Marsden notes that “President Bush will leave to his successor an economy 19% larger than the one he inherited from President Clinton. This U.S. expansion compares with 14% by France, 13% by Japan and just 8% by Italy and Germany over the same period.” Mr. Marsden should have only plugged the same formulas for the period 1993-2000, the eight years of the previous administration, he would have found that the U.S. economy grew by 25.7% compared with 15.3% by France, 4.2% by Japan (1994-2000), 11.8% by Germany and 11.3% by Italy. In other words, the U.S. economy’s performance has surpassed its peers by a noticeable margin in both periods, but with a stronger performance recorded during 1993-2000.
Unemployment rate: “The U.S. unemployment rate averaged 4.7% from 2001-2007. This compares with a 5.2% average rate during President Clinton’s term of office.” In all fairness, President Bush’s term ends in 2008, if you consider the average unemployment rate from 2001-July 2008, it is also 5.2%, with a near certainty of the average reaching a higher jobless rate when the remaining five months of data are included after the completion of 2008. In December 2000, the unemployment rate was 3.9% down from 7.3% in January 1993. By contrast, the unemployment rate in July 2008 was 5.7%, with most projections showing a higher jobless rate by the end of 2008, which is noticeably above the 4.2% unemployment rate in January 2001 (see charts 3 and 5). The Blue Chip consensus average of unemployment rate for the fourth quarter of 2008 is 5.9%.
Debt interest payments: “…the interest cost of servicing general government debt in the U.S. has averaged 2.0% of GDP annually from 2001-2008 compared with 2.7% in the euro zone. It averaged 3.2% annually when President Clinton was in office.” The federal budget surplus of 1998-2001 receives no mention.
Federal debt interest payments are a small part of total outlays of the federal government. The median of interest outlays as a percent of net outlays during 1940-1992 was 7.3%. As shown in chart 2, federal outlays as a percentage of GDP declined from 21.4% in 1993 to 18.4% in 2000. Federal outlays as a percentage of GDP have risen to 20.7% in 2008 from 18.5% in 2001, compared with a 19.8% average during 1950-1992.
Using the Misery Index (sum of inflation and unemployment rate), the comparison of the current President Bush’s term with the previous eight years is indicative of the shortcoming’s of the current expansion. The Misery Index fell to 7.3% in December 2000 from 10.6% in January 1993 (see chart 3). In July 2008, the Misery Index was 11.3% up from 7.9% in January 2001. Of course, a decline in the Misery Index is the preferred route.
It is widely known that growth of GDP and employment in the current expansion in the U.S., which began in November 2001, ranks the lowest in the post-war period (see charts 4 and 5).

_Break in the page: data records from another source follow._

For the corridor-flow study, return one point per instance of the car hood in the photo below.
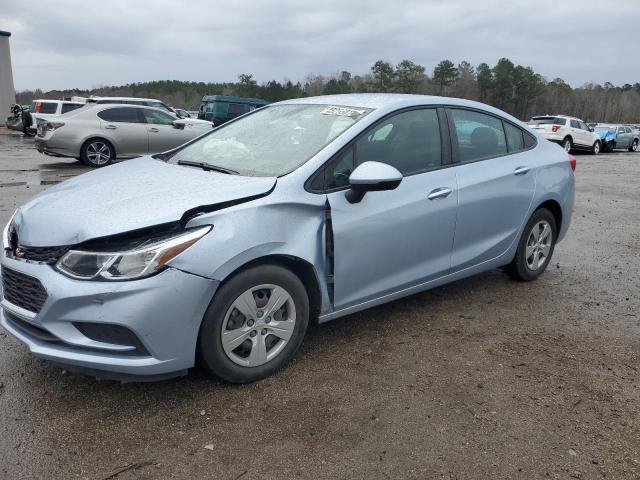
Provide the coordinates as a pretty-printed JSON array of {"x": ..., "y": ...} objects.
[{"x": 127, "y": 196}]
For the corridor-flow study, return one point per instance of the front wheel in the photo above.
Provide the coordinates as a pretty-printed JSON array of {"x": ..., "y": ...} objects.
[
  {"x": 97, "y": 153},
  {"x": 254, "y": 324},
  {"x": 535, "y": 247}
]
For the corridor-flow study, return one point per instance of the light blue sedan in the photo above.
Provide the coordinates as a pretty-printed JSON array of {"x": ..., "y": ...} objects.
[{"x": 225, "y": 248}]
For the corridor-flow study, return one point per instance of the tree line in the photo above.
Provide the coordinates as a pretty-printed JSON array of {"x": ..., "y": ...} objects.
[{"x": 517, "y": 89}]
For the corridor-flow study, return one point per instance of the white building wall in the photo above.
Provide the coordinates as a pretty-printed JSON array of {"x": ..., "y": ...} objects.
[{"x": 7, "y": 91}]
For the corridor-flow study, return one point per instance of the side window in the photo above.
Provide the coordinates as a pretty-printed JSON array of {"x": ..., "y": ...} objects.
[
  {"x": 120, "y": 114},
  {"x": 157, "y": 118},
  {"x": 409, "y": 141},
  {"x": 515, "y": 141},
  {"x": 67, "y": 107},
  {"x": 46, "y": 107},
  {"x": 237, "y": 109},
  {"x": 478, "y": 135}
]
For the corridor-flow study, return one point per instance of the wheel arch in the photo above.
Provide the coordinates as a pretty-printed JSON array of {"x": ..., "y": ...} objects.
[
  {"x": 304, "y": 270},
  {"x": 556, "y": 210},
  {"x": 102, "y": 138}
]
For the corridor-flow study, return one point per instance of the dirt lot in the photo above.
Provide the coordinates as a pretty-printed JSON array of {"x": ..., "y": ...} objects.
[{"x": 484, "y": 378}]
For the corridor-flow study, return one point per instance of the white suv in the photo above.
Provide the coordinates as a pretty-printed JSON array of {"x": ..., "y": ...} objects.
[{"x": 572, "y": 133}]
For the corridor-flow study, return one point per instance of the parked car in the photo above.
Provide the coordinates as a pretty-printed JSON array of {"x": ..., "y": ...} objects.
[
  {"x": 148, "y": 102},
  {"x": 572, "y": 133},
  {"x": 311, "y": 209},
  {"x": 98, "y": 134},
  {"x": 622, "y": 136},
  {"x": 222, "y": 108},
  {"x": 20, "y": 120}
]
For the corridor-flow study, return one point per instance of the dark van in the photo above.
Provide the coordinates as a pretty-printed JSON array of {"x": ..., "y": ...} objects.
[{"x": 222, "y": 108}]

Charts 4 and 5 are index charts where the value of the economic variable (real GDP, employment) prior and after the trough are based on the value in the trough set equal to 100. For example, in chart 4, the value of real GDP in 2001:Q4 (the end of the recession or trough) is set to 100. In 2008:Q2, the index value is 118.5, which implies that GDP grew 18.5% from 2001:Q4. From charts 4 and 5 we can see that the current economic expansion, which commenced in the fourth quarter of 2001, is sub-par compared with the long expansions of the 1960s, 1980s and 1990s. In conclusion, the performance of the economy in the eight years ended 2008 pales in comparison to prior expansions of the U.S. economy.

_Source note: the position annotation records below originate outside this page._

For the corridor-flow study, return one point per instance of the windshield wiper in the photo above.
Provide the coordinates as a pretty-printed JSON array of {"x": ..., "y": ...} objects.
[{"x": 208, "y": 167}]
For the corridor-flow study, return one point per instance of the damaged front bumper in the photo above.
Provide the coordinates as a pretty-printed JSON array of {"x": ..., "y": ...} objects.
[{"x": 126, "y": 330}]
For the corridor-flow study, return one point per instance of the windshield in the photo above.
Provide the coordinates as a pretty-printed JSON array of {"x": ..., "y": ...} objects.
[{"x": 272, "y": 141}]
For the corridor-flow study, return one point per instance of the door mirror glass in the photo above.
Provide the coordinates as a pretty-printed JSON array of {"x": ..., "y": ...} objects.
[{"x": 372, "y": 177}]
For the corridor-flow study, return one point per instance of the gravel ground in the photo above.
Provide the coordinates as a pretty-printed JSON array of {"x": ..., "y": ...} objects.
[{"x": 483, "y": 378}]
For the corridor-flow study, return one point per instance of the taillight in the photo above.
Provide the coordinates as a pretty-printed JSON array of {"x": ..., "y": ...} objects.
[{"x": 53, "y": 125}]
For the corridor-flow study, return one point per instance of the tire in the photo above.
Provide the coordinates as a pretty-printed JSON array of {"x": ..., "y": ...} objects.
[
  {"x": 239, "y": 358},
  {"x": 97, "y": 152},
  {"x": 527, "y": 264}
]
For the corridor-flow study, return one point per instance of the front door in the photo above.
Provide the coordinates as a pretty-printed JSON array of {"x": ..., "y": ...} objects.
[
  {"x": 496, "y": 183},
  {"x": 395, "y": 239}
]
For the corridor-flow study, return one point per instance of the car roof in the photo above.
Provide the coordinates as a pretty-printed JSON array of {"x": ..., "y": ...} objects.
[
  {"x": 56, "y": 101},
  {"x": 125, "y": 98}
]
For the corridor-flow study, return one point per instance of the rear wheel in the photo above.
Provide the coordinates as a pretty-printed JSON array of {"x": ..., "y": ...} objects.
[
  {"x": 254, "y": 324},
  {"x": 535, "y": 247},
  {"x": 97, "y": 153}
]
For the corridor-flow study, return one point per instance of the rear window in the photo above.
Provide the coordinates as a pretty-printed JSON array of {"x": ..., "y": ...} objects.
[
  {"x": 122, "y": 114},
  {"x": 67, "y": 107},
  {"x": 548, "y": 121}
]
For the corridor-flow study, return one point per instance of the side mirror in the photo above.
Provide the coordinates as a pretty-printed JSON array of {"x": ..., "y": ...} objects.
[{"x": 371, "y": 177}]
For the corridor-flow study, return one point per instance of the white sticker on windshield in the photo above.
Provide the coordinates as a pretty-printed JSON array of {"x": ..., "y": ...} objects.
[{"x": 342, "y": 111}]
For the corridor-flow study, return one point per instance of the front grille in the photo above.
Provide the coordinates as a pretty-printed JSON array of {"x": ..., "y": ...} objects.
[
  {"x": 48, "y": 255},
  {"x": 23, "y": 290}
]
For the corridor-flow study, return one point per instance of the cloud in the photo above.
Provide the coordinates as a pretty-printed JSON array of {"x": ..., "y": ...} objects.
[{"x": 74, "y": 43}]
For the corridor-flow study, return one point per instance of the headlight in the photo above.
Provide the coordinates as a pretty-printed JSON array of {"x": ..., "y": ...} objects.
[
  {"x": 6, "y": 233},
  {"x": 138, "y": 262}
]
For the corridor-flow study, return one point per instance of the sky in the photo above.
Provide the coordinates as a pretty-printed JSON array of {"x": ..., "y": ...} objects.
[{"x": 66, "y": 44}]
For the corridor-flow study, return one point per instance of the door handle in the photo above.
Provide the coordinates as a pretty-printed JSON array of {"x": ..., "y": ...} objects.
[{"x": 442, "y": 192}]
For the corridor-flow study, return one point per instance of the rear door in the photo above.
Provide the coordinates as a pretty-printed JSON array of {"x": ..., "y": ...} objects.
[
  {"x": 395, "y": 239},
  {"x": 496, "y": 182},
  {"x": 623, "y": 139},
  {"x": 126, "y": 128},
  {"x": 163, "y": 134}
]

Sales of autos rose slightly to an annual rate of 13.71 million units in August vs. 12.55 million in July, which translates to an average of 13.17 million units during the July-August period. The gains in auto sales could be from large incentives for 2008 models before the introduction of 2009 models. September auto sales will be necessary to gauge if this was a temporary event. In the second quarter, autos sold at an annual rate of 14.15 million units. Based on this information, we can say that auto sales have to advance by a large measure in September to match the second quarter average, at the least. If inflation adjusted consumer spending has to reverse a 0.4% drop in July and make a positive contribution to real GDP growth in the third quarter, we would need a robust turnaround in non-auto retail sales during August and September.